In [1]:
import numpy as np
import pandas as pd
import json
import time
from traffic_emulator import TrafficEmulator
pd.set_option('mode.chained_assignment', None)

In [2]:
# Setting up data
session_df = pd.read_csv(filepath_or_buffer='./data/net_traffic_nonull.dat', sep=',', names=['uid','location','startTime_unix','duration_ms','domainProviders','domainTypes','domains','bytesByDomain','requestsByDomain'])
session_df.index.name = 'sessionID'
session_df['endTime_unix'] = session_df['startTime_unix'] + session_df['duration_ms']
session_df['startTime_datetime'] = pd.to_datetime(session_df['startTime_unix'], unit='ms')  # convert start time to readible date_time strings
session_df['endTime_datetime'] = pd.to_datetime(session_df['endTime_unix'], unit='ms')
session_df['totalBytes'] = session_df['bytesByDomain'].apply(lambda x: x.split(';')).map(lambda x: sum(map(float, x)))  # sum bytes across domains
session_df['totalRequests'] = session_df['requestsByDomain'].apply(lambda x: x.split(';')).map(lambda x: sum(map(float, x)))  # sum requests across domains
session_df.sort(['startTime_datetime'], ascending=True, inplace=True)  # get it sorted
session_df['interArrivalDuration_datetime'] = session_df.groupby('location')['startTime_datetime'].diff()  # group-wise diff
session_df['interArrivalDuration_ms'] = session_df.groupby('location')['startTime_unix'].diff()  # group-wise diff



# Initialization

In [3]:
# Empty session_df
print "=======Initialization: Empty session_df======="
try:
    te = TrafficEmulator()  # should raise ValueError
except ValueError:
    pass
finally:
    pass

TrafficEmulator Initialization: session_df passed in is empty or None.


In [4]:
# Default values
print "=======Initialization: Default values======="
te = TrafficEmulator(session_df)
print te.time_step
print te.head_datetime
print te.tail_datetime
print te.verbose

0 days 00:00:01
2014-08-31 16:00:04.181000
2015-01-31 15:56:59.142000
0


In [5]:
# Verbose
print "=======Initialization: Verbose======="
te = TrafficEmulator(session_df, verbose=1)
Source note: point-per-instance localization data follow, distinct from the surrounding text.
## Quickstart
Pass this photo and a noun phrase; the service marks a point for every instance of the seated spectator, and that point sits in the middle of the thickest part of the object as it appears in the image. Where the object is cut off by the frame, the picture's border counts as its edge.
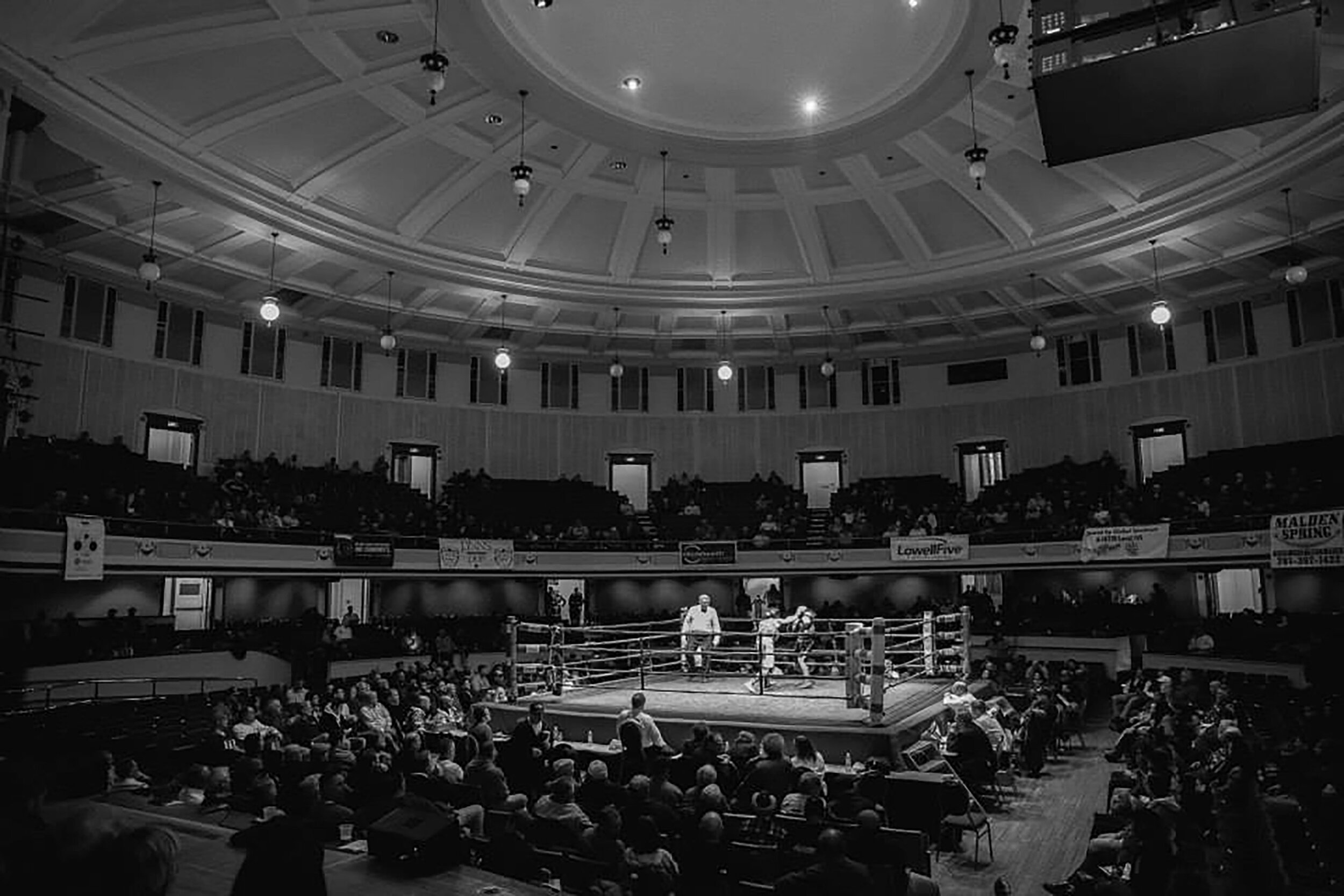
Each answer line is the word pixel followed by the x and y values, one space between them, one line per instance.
pixel 560 806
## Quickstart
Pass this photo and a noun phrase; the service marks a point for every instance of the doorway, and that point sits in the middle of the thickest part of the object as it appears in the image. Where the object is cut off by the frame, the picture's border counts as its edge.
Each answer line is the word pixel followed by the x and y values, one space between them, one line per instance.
pixel 982 465
pixel 632 477
pixel 1157 447
pixel 189 602
pixel 173 440
pixel 416 465
pixel 821 475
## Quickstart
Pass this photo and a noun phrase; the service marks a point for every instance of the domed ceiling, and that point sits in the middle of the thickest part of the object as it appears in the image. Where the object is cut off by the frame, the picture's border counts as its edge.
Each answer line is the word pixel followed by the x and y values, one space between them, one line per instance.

New TrafficEmulator with parameters:
  head=2014-08-31 16:00:04.181000
  tail=2015-01-31 15:56:59.142000
  time_step=0 days 00:00:01
  epoch=0
  verbose=1


In [6]:
# Head and tail datetime
print "=======Initialization: Head and tail datetime======="
head, tail = pd.datetime(year=2014, month=9, day=5), pd.datetime(year=2014, month=9, day=3)
try:
    te = TrafficEmulator(session_df, head_datetime=head, tail_datetime=tail, time_step=pd.Timedelta(days=0.5))
except ValueError:
    pass

head_datetime > tail_datetime


# Traffic & Service

When doing tests, do not initiate with a time_step that is too large, this may increase the duration for each epoch greatly. E.g. 1h takes more than 10 seconds, while 1m only taks less than 0.5 seconds.

In [7]:
# Head and tail range:
# Datetime range larger than dataset. should observe empty traffic at first, and warning in the end.
print "=======Traffic & Service: datetime range======="
head, tail, time_step = pd.datetime(year=2014, month=9, day=3), pd.datetime(year=2014, month=9, day=7), pd.Timedelta(minutes=1)
te = TrafficEmulator(session_df, head_datetime=head, tail_datetime=tail, time_step=time_step)
for i in range(0, 10):
    temp = time.time()
    print "{} to {}".format(head+i*time_step, head+(i+1)*time_step)
    t = te.get_traffic()
    if t is not None:
        print t.index
    else:
        pass
    print "Reward = {} ({} seconds)".format(te.serve(service_df=pd.DataFrame()), time.time()-temp)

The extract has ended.